Why do we go and attack these countries and make their people so miserable? for what? aren't there people living in those countries too? Doesn't their happiness count? 

If you say that the reason we are doing it is to free them, then it is wrong. The reason we are doing it is because of propaganda, because of failure to solve this diplomatically, it is us who failed with the U.N. 

The name we had, the pride we had and the respect the other countries had for us is gone and on what? a simple war, when there were people dying just because the country's leader "Thought" that he saw something fishy in there? 

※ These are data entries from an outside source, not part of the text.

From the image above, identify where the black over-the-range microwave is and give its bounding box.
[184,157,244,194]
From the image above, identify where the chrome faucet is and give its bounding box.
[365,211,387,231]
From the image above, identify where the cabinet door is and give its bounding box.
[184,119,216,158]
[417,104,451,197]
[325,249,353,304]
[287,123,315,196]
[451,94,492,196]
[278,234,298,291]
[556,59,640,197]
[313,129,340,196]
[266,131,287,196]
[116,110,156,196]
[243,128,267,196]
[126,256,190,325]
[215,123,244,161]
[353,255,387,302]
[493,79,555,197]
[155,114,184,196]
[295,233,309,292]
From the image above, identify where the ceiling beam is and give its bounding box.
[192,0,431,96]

And now we support him, he does not lose any one, no family member is lost, no friend, all he cares about is just sending people to dangerous countries, killing people there, killing our people who are from here, and gaining popularity. 

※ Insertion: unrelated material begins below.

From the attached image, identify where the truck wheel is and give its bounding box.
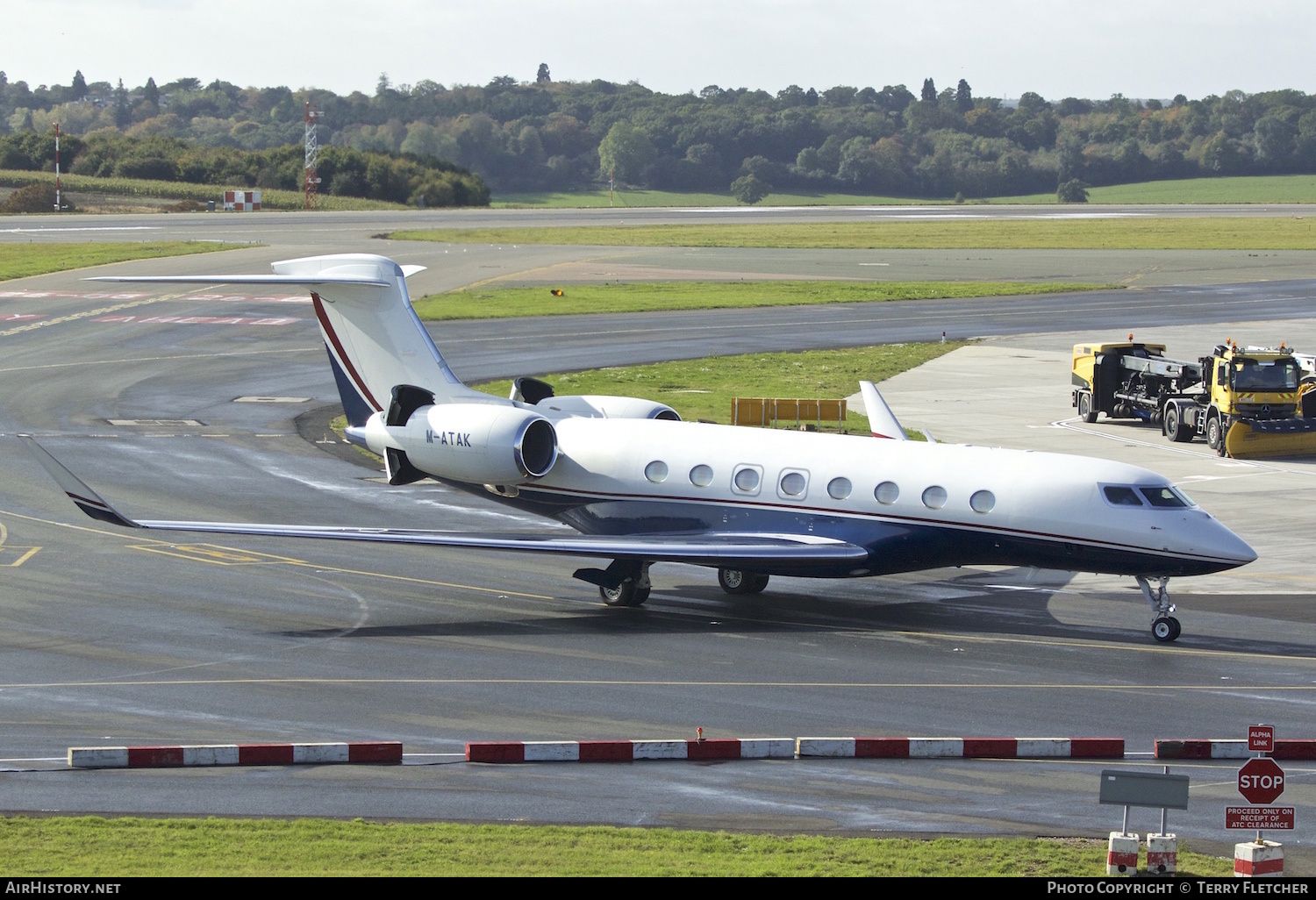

And many people support this, they think that things are now better in Iraq... when they are actually worse. they think that 300 american lives are just casualties which can be consoled with a few thousand bucks given to his/her family. 

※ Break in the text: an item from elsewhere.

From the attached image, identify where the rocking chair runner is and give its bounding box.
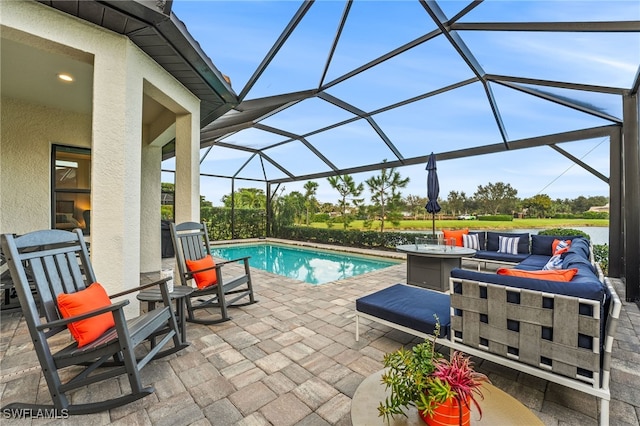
[171,222,256,324]
[2,229,187,414]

When we fight, we should fight for a just cause, or not fight at all... bush was dumb, he did not listen to any one and went in there.  Killed so many people and makes america look like the villian of the century. 

If this is not throwing the ideals of our country into trash, I do not know what is


----------



## Dan

Look, like it or not, we're all brainwashed slaves, some of us more than others. If you don't believe in brainwashing, walk into an Abercrombie and Fitch and take a look at the jeans. Everyone is covered in dirt, and torn all to crap. And they're all about $50. Two years ago, all the teenagers in America would've rolled their eyes if they saw someone wearing those, but now that people on MTV are wearing them, they're the coolest.

On top of that, let's face it, we're all slaves to the corporate machine. When I try to talk about what I want to do with my life, the questions I get asked always come back to "how are you going to make money?" We have been brainwashed to think that money is the only way to be happy. You should see the looks when I tell people "I don't care about having money as long as I am happy". Someone really needs to pull a Fight Club and just destroy all the credit corporations, set everything back to zero.

I could get into religion, but I don't wanna open that can of worms again.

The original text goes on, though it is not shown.